Question:
- Explain how the beginning and / or ending was important to the text as a whole.
Essay:
The beginning and ending of the book “Night” are both important to the text as a whole as they show how the protagonist, Elie Wiesel, has changed throughout the book as a result of the horrors that he has faced at the hands of the Nazis. They also show contrasting themes throughout the text.
In the beginning of Night, Elie Wiesel is 12 years old and living in a small town called Sighet. He is very faithful to God and is good friends with a man called Moishe the Beadle, a foreign Jew that works at the Hasidic synagogue. He is Elie’s religious mentor. As the Nazi’s begin to invade Sighet, they expel all foreign Jews. Moishe, along with hundreds of other foreign Jews, is loaded onto a train, then offloaded and taken into the woods, where all of the foreign Jews are forced by the Nazi’s to dig their own graves and are then shot. Moishe is only shot in the leg and pretends to be dead until the Nazis are gone. He then escapes and returns to Sighet to warn others of what the Nazi’s will do to them but no one listens.

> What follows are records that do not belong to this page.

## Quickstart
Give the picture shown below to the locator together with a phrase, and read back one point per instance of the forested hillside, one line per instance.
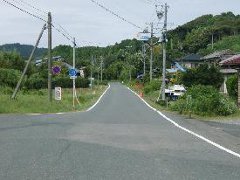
(199, 33)
(23, 50)
(124, 60)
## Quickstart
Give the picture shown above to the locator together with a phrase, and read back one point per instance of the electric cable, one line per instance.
(115, 14)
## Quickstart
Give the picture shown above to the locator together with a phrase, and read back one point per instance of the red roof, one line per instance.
(234, 60)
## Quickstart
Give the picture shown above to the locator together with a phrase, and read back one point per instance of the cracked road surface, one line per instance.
(120, 139)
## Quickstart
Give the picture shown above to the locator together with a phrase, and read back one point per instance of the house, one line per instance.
(217, 56)
(231, 66)
(190, 61)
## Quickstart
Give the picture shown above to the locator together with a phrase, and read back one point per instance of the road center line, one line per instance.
(189, 131)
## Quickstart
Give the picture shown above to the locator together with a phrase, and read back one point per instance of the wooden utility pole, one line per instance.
(151, 56)
(28, 62)
(49, 57)
(164, 51)
(101, 68)
(74, 64)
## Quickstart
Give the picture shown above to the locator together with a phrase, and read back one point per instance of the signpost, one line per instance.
(56, 70)
(72, 73)
(58, 93)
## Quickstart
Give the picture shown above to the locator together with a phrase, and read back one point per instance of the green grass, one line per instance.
(36, 101)
(152, 96)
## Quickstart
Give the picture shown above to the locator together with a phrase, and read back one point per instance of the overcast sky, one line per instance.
(91, 25)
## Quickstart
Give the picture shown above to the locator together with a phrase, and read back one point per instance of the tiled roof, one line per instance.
(234, 60)
(191, 57)
(218, 54)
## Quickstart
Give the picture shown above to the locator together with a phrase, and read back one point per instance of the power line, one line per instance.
(23, 10)
(28, 6)
(67, 36)
(115, 14)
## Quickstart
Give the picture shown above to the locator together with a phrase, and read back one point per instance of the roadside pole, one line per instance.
(49, 57)
(151, 58)
(74, 79)
(101, 68)
(144, 58)
(91, 81)
(28, 62)
(164, 51)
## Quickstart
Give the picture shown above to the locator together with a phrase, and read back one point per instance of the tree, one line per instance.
(203, 75)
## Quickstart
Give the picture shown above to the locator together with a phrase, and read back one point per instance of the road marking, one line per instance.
(89, 109)
(33, 114)
(189, 131)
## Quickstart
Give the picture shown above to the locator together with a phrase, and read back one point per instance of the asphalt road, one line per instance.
(120, 139)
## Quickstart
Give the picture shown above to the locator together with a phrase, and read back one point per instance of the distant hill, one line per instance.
(199, 33)
(24, 50)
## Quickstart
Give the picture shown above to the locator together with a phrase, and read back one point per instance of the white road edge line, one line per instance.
(99, 99)
(189, 131)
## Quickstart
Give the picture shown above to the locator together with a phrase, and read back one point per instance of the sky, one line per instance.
(94, 26)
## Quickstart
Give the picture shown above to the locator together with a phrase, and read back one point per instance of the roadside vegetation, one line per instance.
(36, 101)
(33, 95)
(123, 61)
(202, 97)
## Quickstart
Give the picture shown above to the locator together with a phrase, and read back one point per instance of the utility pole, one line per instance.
(144, 58)
(91, 72)
(74, 79)
(49, 57)
(164, 51)
(101, 67)
(28, 62)
(151, 56)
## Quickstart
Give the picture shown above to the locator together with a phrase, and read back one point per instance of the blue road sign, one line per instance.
(72, 72)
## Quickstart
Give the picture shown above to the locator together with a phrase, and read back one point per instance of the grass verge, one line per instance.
(152, 96)
(36, 101)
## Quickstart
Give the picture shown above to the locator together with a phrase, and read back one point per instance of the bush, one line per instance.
(66, 82)
(36, 82)
(6, 90)
(232, 86)
(203, 75)
(206, 100)
(9, 77)
(154, 85)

Ellie describes Moishe after this event, writing: “Moishe was not the same. The glow in his eyes was gone. He no longer sang. He no longer mentioned either God or Kabbalah. He spoke only of what he had seen.” This shows how cruelty can change someone and also shows hopelessness, which is a motif in the book. This reoccurs later in the text when it is Elie’s first night in Auschwitz after Elie has seen Jewish babies being thrown into pits of fire when Elie writes: “Never shall I forget those flames which consumed my faith forever. Never shall I forget that nocturnal silence which deprived me, for all eternity, of the desire to live. Never shall I forget those moments which murdered my God and my soul and turned my dreams to dust.” Describing the theme of darkness which, in the text represents hopelessness and also describing how Elie has already started to lose his faith in God due to the intense cruelty of the Nazis at the concentration camp. It also foreshadows what will happen to Ellie Wiesel and all Jews that will be sent to the concentration camps, both physically and mentally.

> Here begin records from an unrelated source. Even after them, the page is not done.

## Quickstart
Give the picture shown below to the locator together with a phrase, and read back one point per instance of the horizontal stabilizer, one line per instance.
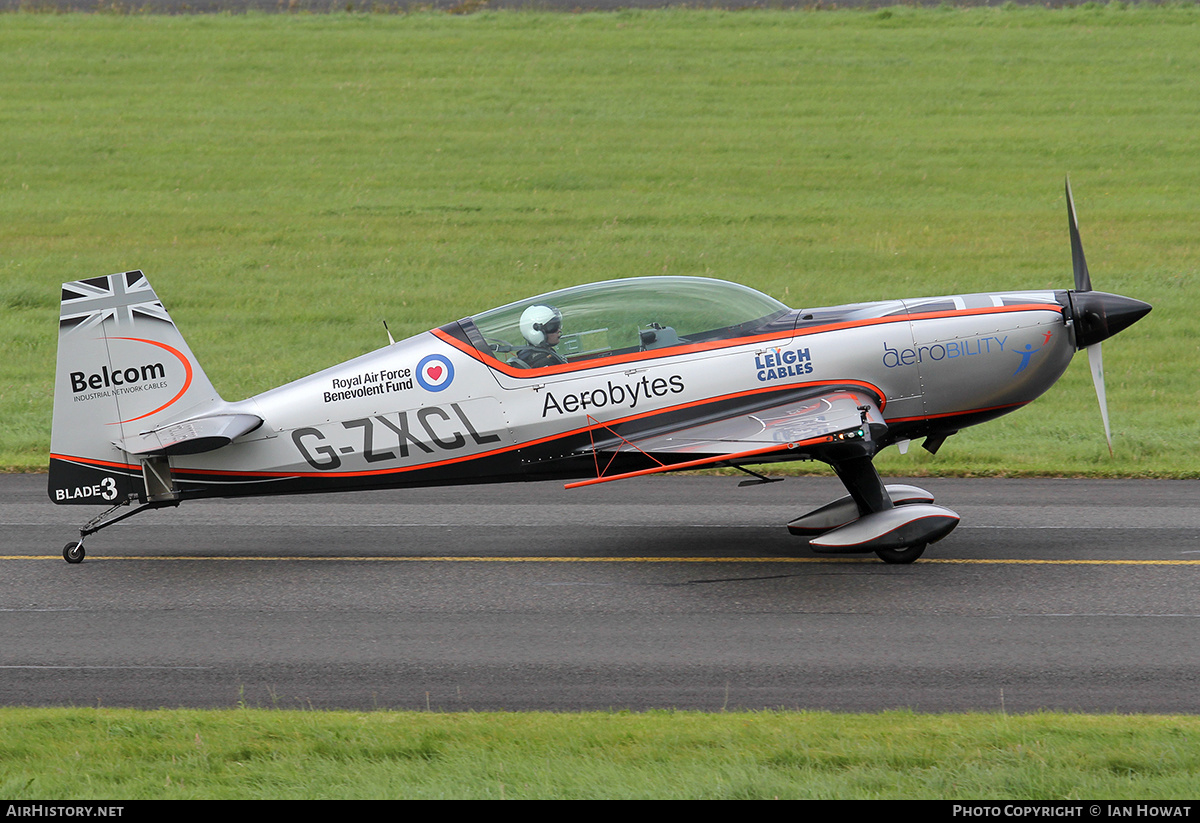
(191, 437)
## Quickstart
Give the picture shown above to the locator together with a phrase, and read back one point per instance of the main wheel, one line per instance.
(901, 556)
(73, 552)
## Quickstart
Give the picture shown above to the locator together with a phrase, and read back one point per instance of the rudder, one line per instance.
(123, 370)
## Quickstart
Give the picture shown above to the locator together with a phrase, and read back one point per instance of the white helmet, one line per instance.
(537, 322)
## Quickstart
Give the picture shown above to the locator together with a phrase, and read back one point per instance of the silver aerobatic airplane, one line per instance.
(593, 383)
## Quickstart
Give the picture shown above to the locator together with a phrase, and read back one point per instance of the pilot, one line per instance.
(541, 326)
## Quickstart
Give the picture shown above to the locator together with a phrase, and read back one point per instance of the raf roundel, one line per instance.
(435, 372)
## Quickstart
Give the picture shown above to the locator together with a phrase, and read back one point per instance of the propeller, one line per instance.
(1097, 316)
(1084, 283)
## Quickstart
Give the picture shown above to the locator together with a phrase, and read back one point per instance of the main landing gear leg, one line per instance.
(894, 522)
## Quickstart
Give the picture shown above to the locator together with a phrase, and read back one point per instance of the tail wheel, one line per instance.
(901, 556)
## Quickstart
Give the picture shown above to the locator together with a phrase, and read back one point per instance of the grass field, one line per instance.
(289, 181)
(97, 754)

At the end of the text “Night”, after Elie has been liberated from the Nazis, Elie musters the strength to look in the mirror, writing that he had not seen himself since he was in the ghetto. Elie describes seeing his own reflection: “From the depths of the mirror, a corpse gazed back at me. The look in his eyes has never left me.” This is important to the text as it shows how the cruelty (which is a recurring theme throughout the text) of the Nazi’s has changed him as a person and relates back to his description of Moishe the Beadle. Showing that Elie has changed the same way that Moishe did.